The increase in usage of the devices has also brought up the number of reports to poison control centers in the state for overdosing on nicotine-containing e-liquids and accidental e-cigarette poisonings – from 19 in 2012 to 243 in 2014. More than 60 percent of all those e-cigarette related calls involve children 5 years and under, according to the study. In California, the number of calls to the poison control center involving e-cigarette exposures in children five and under tripled in one year.

Ecigarette emissions are also a health concern for those exposed to the secondhand aerosol. Although not as dangerous as secondhand smoke from combustible tobacco products, people exposed to e cigarette aerosol absorb nicotine at levels comparable to people exposed to secondhand smoke, according to the CDPH’s data.

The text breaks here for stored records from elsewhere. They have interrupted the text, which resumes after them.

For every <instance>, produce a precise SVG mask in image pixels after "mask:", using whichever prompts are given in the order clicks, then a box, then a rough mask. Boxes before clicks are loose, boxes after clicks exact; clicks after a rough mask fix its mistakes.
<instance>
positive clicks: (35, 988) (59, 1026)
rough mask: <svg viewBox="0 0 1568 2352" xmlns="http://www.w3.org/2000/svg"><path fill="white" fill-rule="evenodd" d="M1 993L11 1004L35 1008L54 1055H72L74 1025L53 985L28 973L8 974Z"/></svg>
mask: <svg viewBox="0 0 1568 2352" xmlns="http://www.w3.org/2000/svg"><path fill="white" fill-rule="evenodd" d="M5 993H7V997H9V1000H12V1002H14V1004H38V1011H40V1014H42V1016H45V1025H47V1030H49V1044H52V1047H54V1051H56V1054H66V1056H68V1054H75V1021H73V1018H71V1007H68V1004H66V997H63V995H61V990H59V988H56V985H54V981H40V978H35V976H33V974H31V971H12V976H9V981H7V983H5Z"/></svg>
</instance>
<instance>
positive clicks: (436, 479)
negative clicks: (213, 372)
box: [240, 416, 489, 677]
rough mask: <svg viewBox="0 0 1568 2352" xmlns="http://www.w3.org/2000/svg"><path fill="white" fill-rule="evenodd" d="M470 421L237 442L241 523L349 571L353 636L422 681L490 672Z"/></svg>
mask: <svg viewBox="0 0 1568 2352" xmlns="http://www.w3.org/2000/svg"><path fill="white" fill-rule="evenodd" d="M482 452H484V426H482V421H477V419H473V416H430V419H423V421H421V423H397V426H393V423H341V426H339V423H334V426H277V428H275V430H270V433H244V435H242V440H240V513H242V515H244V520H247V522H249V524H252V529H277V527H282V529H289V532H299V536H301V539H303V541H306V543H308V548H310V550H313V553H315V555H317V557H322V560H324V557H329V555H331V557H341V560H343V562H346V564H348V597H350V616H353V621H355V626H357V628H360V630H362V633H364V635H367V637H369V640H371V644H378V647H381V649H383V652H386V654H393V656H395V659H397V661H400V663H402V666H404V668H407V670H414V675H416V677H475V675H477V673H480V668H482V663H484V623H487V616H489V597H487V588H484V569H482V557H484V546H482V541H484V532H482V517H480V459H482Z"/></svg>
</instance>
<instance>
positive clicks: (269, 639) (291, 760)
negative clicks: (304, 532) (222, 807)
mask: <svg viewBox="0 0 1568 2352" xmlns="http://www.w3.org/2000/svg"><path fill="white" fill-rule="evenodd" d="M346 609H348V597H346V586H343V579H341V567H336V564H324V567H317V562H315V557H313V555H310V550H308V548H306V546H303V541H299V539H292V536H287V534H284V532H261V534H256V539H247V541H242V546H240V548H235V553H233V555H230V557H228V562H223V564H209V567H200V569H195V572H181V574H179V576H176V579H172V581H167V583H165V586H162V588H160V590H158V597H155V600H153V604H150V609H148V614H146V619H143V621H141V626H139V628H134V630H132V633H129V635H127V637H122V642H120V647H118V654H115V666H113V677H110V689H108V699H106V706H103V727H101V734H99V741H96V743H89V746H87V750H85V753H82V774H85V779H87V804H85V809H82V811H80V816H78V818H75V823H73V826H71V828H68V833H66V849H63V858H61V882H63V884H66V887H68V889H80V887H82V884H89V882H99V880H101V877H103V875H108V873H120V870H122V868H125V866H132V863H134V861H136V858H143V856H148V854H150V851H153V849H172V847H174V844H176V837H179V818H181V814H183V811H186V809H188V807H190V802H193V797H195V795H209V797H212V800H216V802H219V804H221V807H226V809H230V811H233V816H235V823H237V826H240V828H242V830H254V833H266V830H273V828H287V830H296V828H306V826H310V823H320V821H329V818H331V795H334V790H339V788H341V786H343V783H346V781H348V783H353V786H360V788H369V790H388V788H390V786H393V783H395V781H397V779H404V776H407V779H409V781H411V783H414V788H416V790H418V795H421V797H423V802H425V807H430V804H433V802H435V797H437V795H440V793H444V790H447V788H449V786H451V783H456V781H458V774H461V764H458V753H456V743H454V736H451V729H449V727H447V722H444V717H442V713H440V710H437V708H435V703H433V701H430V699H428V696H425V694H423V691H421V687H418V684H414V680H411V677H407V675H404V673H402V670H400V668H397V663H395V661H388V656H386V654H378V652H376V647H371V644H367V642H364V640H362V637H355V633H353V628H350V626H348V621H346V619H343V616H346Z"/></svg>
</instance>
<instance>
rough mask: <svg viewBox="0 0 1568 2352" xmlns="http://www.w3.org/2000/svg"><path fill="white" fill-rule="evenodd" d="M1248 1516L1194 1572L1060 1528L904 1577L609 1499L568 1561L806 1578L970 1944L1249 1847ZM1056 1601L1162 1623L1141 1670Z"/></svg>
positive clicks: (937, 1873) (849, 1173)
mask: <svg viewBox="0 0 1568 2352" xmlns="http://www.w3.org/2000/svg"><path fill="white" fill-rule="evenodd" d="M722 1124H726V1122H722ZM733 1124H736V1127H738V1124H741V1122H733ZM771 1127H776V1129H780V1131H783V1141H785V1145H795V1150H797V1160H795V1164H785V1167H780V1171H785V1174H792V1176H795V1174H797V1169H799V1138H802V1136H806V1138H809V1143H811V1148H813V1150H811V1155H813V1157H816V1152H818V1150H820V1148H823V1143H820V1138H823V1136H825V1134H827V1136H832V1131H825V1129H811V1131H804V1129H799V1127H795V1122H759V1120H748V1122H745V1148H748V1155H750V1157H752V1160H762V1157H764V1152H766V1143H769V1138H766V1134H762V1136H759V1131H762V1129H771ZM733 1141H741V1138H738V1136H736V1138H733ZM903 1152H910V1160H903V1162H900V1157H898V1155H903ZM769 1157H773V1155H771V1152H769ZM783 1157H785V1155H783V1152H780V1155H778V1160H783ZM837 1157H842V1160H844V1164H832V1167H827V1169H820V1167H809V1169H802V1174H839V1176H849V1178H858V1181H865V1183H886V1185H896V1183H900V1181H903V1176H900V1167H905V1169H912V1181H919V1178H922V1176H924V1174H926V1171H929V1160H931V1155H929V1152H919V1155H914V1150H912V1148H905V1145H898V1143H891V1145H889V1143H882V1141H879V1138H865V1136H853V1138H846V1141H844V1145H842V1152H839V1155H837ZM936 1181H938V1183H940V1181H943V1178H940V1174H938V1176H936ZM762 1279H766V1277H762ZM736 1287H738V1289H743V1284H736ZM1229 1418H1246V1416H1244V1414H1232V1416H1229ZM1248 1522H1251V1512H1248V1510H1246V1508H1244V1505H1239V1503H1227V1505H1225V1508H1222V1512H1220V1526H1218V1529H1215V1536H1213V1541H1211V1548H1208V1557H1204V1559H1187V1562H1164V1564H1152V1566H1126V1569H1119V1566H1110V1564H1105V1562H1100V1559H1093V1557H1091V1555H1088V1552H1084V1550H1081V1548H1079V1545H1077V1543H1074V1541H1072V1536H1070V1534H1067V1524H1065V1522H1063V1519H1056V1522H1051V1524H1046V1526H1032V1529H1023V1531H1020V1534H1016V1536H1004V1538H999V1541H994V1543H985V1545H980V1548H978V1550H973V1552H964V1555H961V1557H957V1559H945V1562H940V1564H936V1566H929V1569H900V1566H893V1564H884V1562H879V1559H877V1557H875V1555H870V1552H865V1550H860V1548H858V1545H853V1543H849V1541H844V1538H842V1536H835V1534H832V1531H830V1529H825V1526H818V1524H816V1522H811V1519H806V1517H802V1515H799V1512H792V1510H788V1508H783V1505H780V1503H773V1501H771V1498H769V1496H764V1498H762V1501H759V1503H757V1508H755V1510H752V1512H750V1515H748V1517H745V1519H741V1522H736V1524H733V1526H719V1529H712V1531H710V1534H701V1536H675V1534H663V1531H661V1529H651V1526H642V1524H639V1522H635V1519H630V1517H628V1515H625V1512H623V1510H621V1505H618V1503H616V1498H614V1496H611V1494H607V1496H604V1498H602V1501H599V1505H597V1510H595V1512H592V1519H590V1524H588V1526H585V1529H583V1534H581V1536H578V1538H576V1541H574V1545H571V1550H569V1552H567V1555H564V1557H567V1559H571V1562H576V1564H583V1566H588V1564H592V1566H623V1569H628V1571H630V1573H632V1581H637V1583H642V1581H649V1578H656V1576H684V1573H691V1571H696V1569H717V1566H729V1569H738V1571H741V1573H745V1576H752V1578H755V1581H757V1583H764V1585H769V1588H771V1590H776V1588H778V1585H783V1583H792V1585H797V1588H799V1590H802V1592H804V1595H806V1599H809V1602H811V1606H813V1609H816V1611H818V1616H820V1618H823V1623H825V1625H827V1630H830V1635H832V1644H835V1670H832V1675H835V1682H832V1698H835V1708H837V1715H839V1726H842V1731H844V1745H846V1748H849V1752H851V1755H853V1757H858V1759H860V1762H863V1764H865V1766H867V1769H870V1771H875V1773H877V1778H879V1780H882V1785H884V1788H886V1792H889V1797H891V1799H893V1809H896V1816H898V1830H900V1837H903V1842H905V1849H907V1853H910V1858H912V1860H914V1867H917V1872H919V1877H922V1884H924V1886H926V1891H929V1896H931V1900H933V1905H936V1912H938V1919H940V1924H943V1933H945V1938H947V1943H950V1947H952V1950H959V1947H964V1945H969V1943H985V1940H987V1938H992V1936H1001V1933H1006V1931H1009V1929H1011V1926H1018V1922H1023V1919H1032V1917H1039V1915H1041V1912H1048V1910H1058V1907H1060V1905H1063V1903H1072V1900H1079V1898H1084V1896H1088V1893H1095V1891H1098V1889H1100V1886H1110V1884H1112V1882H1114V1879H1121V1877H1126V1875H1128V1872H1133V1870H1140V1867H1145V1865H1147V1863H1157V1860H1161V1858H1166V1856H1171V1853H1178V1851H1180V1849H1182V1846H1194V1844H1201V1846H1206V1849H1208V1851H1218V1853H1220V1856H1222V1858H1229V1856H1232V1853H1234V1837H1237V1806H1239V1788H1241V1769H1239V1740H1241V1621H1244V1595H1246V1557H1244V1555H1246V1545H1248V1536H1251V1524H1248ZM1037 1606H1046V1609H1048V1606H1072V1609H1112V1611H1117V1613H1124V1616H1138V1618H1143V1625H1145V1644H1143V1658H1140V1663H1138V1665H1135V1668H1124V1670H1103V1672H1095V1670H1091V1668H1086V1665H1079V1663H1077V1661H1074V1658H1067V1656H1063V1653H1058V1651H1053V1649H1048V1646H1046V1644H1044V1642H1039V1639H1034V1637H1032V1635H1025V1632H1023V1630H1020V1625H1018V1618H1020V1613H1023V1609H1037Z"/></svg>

In addition to the advertising, the CDPH educational campaign will include:
• Partnering with the local public health, medical, and child care organizations to increase awareness about the known toxicity of e-cigarettes and the high risk of poisonings, especially to children, while continuing to promote and support the use of proven effective cessation therapies. 
• Joining with the California Department of Education and school officials to assist in providing accurate information to parents, students, teachers, and school administrators on the dangers of e-cigarettes.